少量であれば水分をとらせて様子を見ます。大量に食べた場合は受診が必要です。

石けん

少量であれば、水や牛乳を飲ませて様子を見ます。嘔吐やのどの痛みなどの症状がある場合は、受診が必要です。また、大量に食べた場合は、吐かせてから受診しましょう。

少量であれば心配が少ない物

次の物は、少量であれば心配が少ないです。ただし、気道に詰まっていない場合や、子供の様子に変化が無い場合に限ります。異常があれば受診しましょう。

  • クレヨン
  • 石けん
  • 化粧品
  • 絵具
  • シャンプー
  • シャボン玉
  • 墨汁
  • 線香
  • シリカゲル
  • 粘土

尖った物は吐かせないこと

尖った物を誤飲した場合、吐かさずに受診しましょう。無理に吐かせると胃や食道を傷つける可能性があります。また、ボタン電池は胃の粘膜を傷つける危険があるため、病院で適切な処置を受けましょう。

子供が何を誤飲したのか、まずはそれを確認することが重要です。薬に限らず、誤飲した物の種類がわかるように、容器や吐いたものは医師に見せましょう。

急いで救急車を呼ぶ必要があるケース

次のような場合に無理に吐かせると、窒息を起こしたり、肺や食道を傷つける恐れがあるため、吐かせずに早急に受診しましょう。特に1~3の場合においては、すぐに救急車を呼びましょう。

  1. 意識が無い
  2. 痙攣をおこしている
  3. ガソリンや石油など揮発性のものを飲んだ
  4. 強酸性や強アルカリ性の漂白剤やカビ取り剤などを飲んだ
  5. がびょうやホチキスの針など鋭利な物を飲んだ

誤飲した子供の意識がない場合

救急車を手配するよりも先に心肺蘇生を行う必要があります。赤ちゃん以外に2人いる場合は、1人は救急車の手配を、1人が心肺蘇生を行いましょう。

心肺蘇生は以下の手順で行います。

(1)気道を確保する

固い床に仰向けに寝かせ、頭を後ろに反らせて下あごを持ち上げます。口に詰まっているものは掻き出します。このときに、子供の体を強く揺さぶったり、顔を叩くなどしてはいけません。

(2)人工呼吸を行う

呼吸をしていない場合は人工呼吸も行います。子供の口と鼻に同時に2回息を吹き込み、胸が上がるかも確認します。

(3)心臓マッサージを行う

人工呼吸を行っても呼吸が戻らない場合は心臓マッサージを行います。子供の左右の乳首を結ぶラインより指1本分下あたりに中指と人差し指の2本を置き、胸の厚さの1/3程度沈むまで、1分間に100回の速度で30回行います。

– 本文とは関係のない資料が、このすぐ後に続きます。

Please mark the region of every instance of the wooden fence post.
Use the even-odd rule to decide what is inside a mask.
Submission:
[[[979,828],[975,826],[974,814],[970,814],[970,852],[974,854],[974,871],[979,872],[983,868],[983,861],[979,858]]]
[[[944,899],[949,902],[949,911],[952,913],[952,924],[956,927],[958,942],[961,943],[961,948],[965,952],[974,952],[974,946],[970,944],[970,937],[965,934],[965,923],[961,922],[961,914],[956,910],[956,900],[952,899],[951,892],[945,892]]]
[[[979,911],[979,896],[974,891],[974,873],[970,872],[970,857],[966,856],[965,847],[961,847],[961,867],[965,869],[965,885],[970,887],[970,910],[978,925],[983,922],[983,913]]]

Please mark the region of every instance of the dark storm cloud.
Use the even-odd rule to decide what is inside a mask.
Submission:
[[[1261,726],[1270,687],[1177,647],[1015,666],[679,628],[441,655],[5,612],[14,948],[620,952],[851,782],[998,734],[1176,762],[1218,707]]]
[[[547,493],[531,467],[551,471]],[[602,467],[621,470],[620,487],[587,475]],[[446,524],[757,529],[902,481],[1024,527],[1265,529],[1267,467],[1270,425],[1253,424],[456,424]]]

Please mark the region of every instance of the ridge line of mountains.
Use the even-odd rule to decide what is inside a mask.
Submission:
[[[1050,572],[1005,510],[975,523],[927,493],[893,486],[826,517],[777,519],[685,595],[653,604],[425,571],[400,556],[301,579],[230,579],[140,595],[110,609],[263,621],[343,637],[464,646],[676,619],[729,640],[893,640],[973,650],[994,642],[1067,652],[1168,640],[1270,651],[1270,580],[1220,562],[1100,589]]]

誤飲した子供の意識がなく、呼吸もしていない場合、救急車が来るまでに適切な処置をするかどうかで生存率が変わります。子供を救うためにも、処置の方法を知っておきましょう。

誤飲した際の対処法についてまとめ

赤ちゃんや子供が異物を誤飲した場合、一刻も早く適切に対処する必要があります。あらかじめ、対処法を知っているかどうかで赤ちゃんや子供の命を守れるかどうかが決まると言っても過言ではないでしょう。